愛人を多数作っていた父(←こやつは嫌いだ)に
耐えられずに家を出て行った母のように、
「明人が自分を捨ててしまうのでは?」という恐怖が根本にある。
ちょっと考えれば分かることなのに、考えられないほど、
明人を失うことが怖いと感じた結果がひどい独占欲だと思うと、
一気に邦衛というキャラが可愛く見えてきました。

そこを乗り越えてしまえばしめたもの、イラつく行動は
行き過ぎた程度のギャグとして温かく見れましたし、
『愛されたがる男』とタイトルどおり、愛されようとして
ちゃんと明人のいうことをきくようになってくる邦衛が、
可愛く見えてきちゃうんですよね…恐ろしい子!


明人は(こんな邦衛を愛している以外は)まともなので、
段々と邦衛の手綱をとれるようになっていくさまを
心から応援できました。
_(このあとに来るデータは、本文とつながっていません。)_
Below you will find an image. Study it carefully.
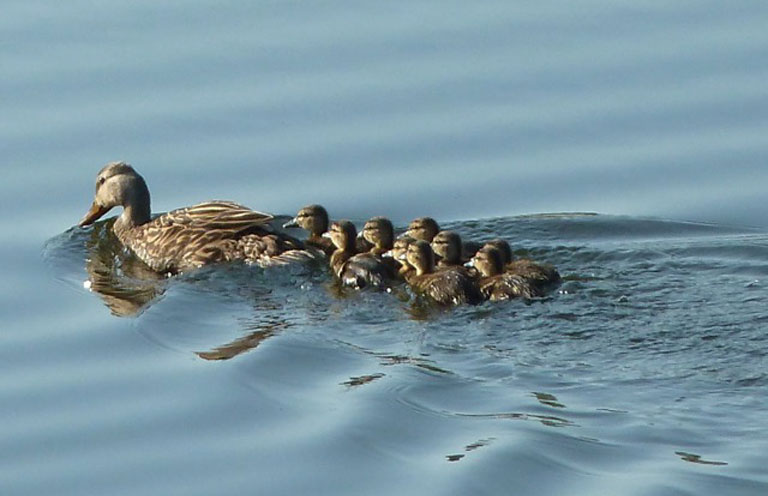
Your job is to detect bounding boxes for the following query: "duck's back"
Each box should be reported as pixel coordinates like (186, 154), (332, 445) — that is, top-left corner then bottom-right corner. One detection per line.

邦衛が強烈過ぎて強い印象はないですが、
ちゃっかりぶん殴ったりするの、好きです。
強烈過ぎる邦衛を曲がりなりにも操縦できる明人が最強かも……。

また、樹生さんにしてはめずらしく脇にBLカップルがおり、
邦衛と明人の大学の同級生朴訥攻×年上魔性受でして、
受がかなりの絶倫ということを除くとかなりの正統派です。
本カップルでエロが全くといっていいほどないので、
絶倫受けのスピンオフを読みたいところですが…ムリかな。

というわけで「私こういうのイケそう」という方にのみどうぞ、です。